Microscopic colitis: an idiopathic inflammatory disease of the colon characterized by chronic, nonbloody, watery diarrhea, normal macroscopic appearance of the bowel on colonoscopy, and collagenous or lymphocytic infiltrates on microscopy
Epidemiology & Risk Factors
- Prevents primarily in older females (F:M ratio ~ 4:1, typical age >60).
- Smoking is a strong independent risk factor.
- Highly associated with certain medications:
- NSAIDs
- PPIs (e.g., lansoprazole)
- SSRIs (e.g., sertraline)
- Ranitidine, ticlopidine, acarbose.
- Strong association with autoimmune conditions (e.g., celiac disease, thyroiditis, DM1, RA).
Clinical Features
- Chronic, watery, non-bloody diarrhea (often >4 weeks, up to 10-15 episodes/day). c
- Nocturnal diarrhea and fecal urgency. c
- Crampy abdominal pain, fatigue, and mild weight loss.
- Physical exam is typically unremarkable; gross colonoscopy mucosal appearance is entirely normal.
Diagnosis
- Initial: Stool studies (to rule out infectious etiologies, C. diff, parasites).
- Confirmatory/Gold Standard: Colonoscopy with random biopsies of the colon (even if mucosa appears completely normal on gross inspection).
- Key Histopathology:
- Collagenous colitis: Thickened subepithelial collagen band (>10 μm).
- Lymphocytic colitis: Increased intraepithelial lymphocytes (>20 per 100 epithelial cells) with normal collagen band.
- Key Labs: Normal inflammatory markers (ESR/CRP) or only mildly elevated; normal hemoglobin and albumin.
Differential Diagnostics
- Irritable Bowel Syndrome with Diarrhea (IBS-D): Diff by absence of nocturnal diarrhea, absence of weight loss, younger age at onset, and normal colonic biopsy. c
- Celiac Disease: Diff by positive serology (tTG-IgA), systemic malabsorption signs, and villous atrophy/crypt hyperplasia on duodenal biopsy rather than colonic biopsy. (Note: often co-exists with MC; if budesonide fails, screen for celiac).
- Inflammatory Bowel Disease (IBD - UC/Crohn’s): Diff by presence of hematochezia, gross endoscopic abnormalities (e.g., cobblestoning, continuous ulceration, pseudopolyps), and systemic features (fever, high inflammatory markers).

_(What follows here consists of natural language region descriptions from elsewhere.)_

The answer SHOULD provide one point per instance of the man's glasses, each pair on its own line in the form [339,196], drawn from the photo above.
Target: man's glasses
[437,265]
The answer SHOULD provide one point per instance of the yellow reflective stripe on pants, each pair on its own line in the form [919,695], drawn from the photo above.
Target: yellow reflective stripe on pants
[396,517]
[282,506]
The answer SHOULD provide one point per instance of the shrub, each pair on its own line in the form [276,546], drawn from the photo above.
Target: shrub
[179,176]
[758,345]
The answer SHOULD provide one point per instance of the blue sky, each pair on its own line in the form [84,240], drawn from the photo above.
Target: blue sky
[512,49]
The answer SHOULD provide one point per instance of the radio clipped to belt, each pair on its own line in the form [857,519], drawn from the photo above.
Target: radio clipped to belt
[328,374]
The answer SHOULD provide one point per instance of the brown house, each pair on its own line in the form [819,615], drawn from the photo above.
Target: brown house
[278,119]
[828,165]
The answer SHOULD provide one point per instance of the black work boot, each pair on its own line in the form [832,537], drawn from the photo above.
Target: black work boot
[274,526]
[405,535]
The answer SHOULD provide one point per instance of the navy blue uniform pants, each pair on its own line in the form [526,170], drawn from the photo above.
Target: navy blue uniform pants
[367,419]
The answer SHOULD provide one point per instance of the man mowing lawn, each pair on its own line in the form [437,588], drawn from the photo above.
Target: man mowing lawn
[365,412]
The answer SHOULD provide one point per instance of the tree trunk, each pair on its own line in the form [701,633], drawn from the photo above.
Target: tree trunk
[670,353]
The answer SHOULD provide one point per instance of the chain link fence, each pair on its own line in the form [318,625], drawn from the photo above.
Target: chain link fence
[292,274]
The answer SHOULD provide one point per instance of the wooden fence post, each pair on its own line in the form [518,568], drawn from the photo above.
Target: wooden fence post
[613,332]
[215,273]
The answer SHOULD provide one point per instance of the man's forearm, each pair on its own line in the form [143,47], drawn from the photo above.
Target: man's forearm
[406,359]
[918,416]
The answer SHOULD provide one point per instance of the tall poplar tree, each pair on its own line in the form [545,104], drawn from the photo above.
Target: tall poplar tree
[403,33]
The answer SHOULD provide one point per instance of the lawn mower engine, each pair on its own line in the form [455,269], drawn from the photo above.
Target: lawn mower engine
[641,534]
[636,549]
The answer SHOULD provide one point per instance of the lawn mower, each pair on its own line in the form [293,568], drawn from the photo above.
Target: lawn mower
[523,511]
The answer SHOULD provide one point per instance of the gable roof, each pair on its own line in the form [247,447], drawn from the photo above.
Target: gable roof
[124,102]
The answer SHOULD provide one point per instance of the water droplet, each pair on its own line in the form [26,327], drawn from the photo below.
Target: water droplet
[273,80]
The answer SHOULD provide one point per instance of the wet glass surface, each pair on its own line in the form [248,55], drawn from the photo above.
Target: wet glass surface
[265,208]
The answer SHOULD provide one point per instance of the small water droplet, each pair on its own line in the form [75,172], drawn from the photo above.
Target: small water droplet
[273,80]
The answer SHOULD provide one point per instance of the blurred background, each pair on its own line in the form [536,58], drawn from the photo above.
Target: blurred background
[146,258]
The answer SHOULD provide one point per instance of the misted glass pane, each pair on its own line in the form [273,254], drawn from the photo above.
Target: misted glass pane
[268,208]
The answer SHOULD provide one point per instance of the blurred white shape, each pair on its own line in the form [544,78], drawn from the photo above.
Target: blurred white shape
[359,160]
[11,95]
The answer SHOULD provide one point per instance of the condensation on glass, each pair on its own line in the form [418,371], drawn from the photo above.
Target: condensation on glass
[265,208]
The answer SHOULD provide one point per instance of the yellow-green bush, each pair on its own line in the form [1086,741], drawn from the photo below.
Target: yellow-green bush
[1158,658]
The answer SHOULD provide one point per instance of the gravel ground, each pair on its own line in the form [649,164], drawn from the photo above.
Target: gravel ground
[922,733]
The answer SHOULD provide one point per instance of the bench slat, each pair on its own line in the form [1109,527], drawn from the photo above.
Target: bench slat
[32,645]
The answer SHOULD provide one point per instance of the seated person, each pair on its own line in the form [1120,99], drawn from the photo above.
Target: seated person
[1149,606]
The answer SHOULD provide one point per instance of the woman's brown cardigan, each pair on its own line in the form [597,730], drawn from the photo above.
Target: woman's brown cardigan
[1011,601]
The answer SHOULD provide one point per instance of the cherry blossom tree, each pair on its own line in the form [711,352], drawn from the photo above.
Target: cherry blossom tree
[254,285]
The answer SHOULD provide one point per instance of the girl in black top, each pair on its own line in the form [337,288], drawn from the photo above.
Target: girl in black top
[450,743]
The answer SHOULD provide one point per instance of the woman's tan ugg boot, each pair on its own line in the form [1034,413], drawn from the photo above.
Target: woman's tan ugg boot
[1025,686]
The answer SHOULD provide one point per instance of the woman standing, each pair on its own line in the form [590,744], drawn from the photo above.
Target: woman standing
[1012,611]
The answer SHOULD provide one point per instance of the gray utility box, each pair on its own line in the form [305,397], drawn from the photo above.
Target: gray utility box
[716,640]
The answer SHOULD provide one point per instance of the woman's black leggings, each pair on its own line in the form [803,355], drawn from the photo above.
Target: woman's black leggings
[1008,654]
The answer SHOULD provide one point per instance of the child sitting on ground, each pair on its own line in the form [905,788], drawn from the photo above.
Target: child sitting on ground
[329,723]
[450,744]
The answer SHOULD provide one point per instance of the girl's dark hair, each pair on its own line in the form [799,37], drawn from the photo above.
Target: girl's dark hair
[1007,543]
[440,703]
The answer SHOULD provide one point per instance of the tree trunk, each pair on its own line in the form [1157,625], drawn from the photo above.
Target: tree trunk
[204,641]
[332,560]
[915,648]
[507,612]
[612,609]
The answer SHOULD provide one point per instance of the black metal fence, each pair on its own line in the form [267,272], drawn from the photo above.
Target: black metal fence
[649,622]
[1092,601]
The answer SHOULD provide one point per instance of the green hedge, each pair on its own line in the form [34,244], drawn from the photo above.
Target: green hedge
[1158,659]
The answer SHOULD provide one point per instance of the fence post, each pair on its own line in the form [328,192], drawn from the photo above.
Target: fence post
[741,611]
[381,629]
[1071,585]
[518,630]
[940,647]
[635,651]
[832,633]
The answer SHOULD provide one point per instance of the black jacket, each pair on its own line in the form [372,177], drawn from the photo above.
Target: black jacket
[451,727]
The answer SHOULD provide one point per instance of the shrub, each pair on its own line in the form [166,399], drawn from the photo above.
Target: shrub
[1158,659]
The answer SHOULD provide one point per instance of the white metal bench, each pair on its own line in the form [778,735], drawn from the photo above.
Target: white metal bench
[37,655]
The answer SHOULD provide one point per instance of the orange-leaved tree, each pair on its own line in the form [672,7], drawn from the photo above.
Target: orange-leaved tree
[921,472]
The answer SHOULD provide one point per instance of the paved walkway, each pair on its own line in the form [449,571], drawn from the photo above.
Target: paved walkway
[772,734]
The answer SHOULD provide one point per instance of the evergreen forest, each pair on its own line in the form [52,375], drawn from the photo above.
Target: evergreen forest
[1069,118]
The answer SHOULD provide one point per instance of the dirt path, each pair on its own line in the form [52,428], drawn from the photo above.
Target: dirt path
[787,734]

- Bile Acid Malabsorption: Diff by clinical history (e.g., prior cholecystectomy, terminal ileal resection) and positive response to bile acid sequestrants without characteristic biopsy findings of MC.
Management
- Initial: Discontinue offending triggers (stop NSAIDs, PPIs, and smoking).
- Mild Symptoms: Anti-diarrheal therapy with loperamide or diphenoxylate/atropine.
- Moderate-to-Severe (First-line medical): Oral Budesonide (preferred steroid due to high first-pass hepatic metabolism, minimizing systemic glucocorticoid adverse effects).
- Refractory:
- Bile acid sequestrants (e.g., cholestyramine).
- Anti-TNF therapy (e.g., adalimumab, infliximab) or surgery (e.g., diverting ileostomy) in extremely rare, severe cases.
Complications
- Dehydration and electrolyte imbalances (hypokalemia).
- Substantial weight loss and malnutrition in severe cases.
- Note: Does not increase the risk of colorectal cancer (CRC) or progression to IBD.